Soc. 13 nov. 2014, FS-P+B, n° 12-20.069

En l’espèce, un salarié présent dans l’entreprise depuis plus de vingt ans a vu son employeur embaucher un ingénieur fraîchement diplômé pour effectuer le même travail que lui. Dès son embauche, l’ingénieur a reçu une rémunération 20 % supérieure à la sienne. Il a donc saisi la juridiction prud’homale pour obtenir des dommages et intérêts pour inégalité de traitement.

Afin de démontrer l’absence d’inégalité de traitement, l’employeur fait état des difficultés de recrutement existantes au moment de l’embauche de l’ingénieur (dont on sait qu’elles peuvent être une justification), des qualités professionnelles et de la différence de qualité de travail de ce dernier (justification également admise par la jurisprudence). Il conteste l’appréciation de la cour d’appel qui avait noté que les résultats de l’ingénieur étaient, pendant ses deux premières années d’exercice au sein de l’entreprise, moins bons que ceux du salarié plus ancien. Il estime que la meilleure rémunération de l’ingénieur était justifiée dès l’embauche puisque dans les deux ans ses résultats sont devenus bien meilleurs.

Sur ce premier point, la Cour de cassation estime que « si les qualités professionnelles ou la différence de qualité de travail peuvent constituer des motifs objectifs justifiant une différence de traitement entre deux salariés occupant le même emploi, de tels éléments susceptibles de justifier des augmentations de salaires plus importantes ou une progression plus rapide dans la grille indiciaire, pour le salarié plus méritant, ne peuvent justifier une différence de traitement lors de son embauche, à un moment où l’employeur n’a pas encore pu apprécier les qualités professionnelles ». Elle valide donc, par un contrôle lourd, la solution de la cour d’appel « qui pour la période postérieure à l’année 2006, a tenu compte des résultats de l’intéressé moins satisfaisants que ceux de son collègue, pour limiter son évolution indiciaire, et en a exactement déduit […] que l’employeur ne justifiait d’aucune raison objective et pertinente pouvant légitimer la différence de salaire instaurée au préjudice du salarié lorsqu’il avait été procédé au recrutement de son collègue ».
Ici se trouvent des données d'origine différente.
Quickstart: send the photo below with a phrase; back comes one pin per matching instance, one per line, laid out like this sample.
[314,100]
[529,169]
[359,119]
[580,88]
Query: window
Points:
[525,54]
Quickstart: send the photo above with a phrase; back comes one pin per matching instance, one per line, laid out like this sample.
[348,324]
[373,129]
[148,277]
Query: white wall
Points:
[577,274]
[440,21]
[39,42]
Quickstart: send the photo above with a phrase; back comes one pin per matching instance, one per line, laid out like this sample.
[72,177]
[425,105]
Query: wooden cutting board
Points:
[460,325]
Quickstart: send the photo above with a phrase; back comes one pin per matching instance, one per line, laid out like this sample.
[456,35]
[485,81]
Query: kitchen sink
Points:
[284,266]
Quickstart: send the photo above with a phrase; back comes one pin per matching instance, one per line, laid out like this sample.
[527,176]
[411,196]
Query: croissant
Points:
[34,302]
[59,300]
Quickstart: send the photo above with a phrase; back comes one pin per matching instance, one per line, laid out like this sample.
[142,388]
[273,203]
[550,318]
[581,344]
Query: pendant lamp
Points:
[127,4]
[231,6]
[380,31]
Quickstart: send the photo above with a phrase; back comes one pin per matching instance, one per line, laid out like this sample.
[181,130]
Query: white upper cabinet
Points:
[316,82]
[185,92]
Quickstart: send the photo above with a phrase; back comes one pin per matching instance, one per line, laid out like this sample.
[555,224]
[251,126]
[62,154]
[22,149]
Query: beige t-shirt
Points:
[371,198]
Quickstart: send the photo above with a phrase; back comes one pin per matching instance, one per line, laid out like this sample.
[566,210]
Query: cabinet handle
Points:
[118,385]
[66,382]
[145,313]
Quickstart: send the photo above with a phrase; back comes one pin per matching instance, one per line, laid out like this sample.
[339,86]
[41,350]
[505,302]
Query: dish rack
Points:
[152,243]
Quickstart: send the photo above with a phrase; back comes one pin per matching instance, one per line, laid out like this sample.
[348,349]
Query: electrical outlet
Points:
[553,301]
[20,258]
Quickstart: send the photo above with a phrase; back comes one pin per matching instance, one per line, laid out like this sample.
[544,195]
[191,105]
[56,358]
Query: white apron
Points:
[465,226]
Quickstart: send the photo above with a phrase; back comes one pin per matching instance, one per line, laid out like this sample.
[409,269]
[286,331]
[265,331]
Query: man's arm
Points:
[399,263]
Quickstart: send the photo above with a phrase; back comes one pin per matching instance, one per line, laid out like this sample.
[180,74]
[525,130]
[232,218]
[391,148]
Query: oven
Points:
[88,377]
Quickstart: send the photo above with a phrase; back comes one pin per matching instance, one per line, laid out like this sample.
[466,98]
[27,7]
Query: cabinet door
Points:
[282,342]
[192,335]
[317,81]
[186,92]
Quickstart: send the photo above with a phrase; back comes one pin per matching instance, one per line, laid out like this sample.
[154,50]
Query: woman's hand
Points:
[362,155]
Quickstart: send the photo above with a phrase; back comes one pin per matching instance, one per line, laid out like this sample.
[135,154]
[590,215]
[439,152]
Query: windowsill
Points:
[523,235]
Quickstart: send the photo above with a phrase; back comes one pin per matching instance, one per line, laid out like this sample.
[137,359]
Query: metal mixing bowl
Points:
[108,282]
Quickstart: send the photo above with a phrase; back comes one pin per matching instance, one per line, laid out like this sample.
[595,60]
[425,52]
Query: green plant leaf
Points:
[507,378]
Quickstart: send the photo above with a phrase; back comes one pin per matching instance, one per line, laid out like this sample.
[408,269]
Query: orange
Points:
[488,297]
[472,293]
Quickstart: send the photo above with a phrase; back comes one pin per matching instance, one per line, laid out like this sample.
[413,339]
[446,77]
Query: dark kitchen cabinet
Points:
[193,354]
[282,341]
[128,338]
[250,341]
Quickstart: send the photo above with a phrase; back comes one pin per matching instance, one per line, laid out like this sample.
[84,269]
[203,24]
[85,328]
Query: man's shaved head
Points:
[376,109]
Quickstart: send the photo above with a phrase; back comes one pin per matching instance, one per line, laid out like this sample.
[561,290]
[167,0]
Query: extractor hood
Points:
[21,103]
Ainsi, l’employeur ne saurait préjuger des meilleures qualités professionnelles d’un salarié diplômé sur celles d’un salarié non diplômé mais très expérimenté. Ce n’est qu’une fois les qualités professionnelles révélées dans l’accomplissement du travail que l’employeur pourra gratifier ce salarié d’une meilleure rémunération. L’arrêt est donc intéressant puisque, jusqu’ici, seule la différence de diplômes avait fait l’objet d’une application du principe d’égalité de traitement et non la compensation d’une absence de diplôme par une longue expérience professionnelle. Alors que l’absence d’un diplôme requis par une convention collective peut justifier une différence de traitement entre des salariés effectuant un travail identique, le juge refuse que l’expérience professionnelle ne puisse compenser l’absence de diplôme, ne serait-ce que temporairement.

Ensuite, l’employeur faisait valoir que le diplôme d’ingénieur « étant en principe exigé » pour exercer les fonctions de responsable zone et marketing, son utilité était démontrée ainsi que la différence de rémunération qui en résultait. Ce sur quoi la chambre sociale considère à l’inverse que « la seule différence de diplômes, ne permet pas de fonder une différence de rémunération entre des salariés qui exercent les mêmes fonctions, sauf s’il est démontré par des justifications, dont il appartient au juge de contrôler la réalité et la pertinence, que la possession d’un diplôme spécifique atteste de connaissances particulières utiles à l’exercice de la fonction occupée ».

Or, en l’espèce, non seulement « le poste occupé par les salariés exigeait principalement des compétences en matière commerciale » mais en plus « le salarié pouvait se prévaloir d’une connaissance approfondie des matériels vendus par l’entreprise, tandis que son collègue [ingénieur] ne justifiait, au moment de son embauche en 2004, que d’une faible expérience en la matière ».

La cour d’appel pouvait donc en déduire que « l’expérience acquise pendant plus de vingt ans par le salarié au sein de la société compensait très largement la différence de niveau de diplôme invoquée et que la détention du diplôme d’ingénieur, dont il n’était pas démontré qu’il était utile à l’exercice de la fonction occupée par les salariés, n’était pas de nature à justifier la disparité de traitement litigieuse ».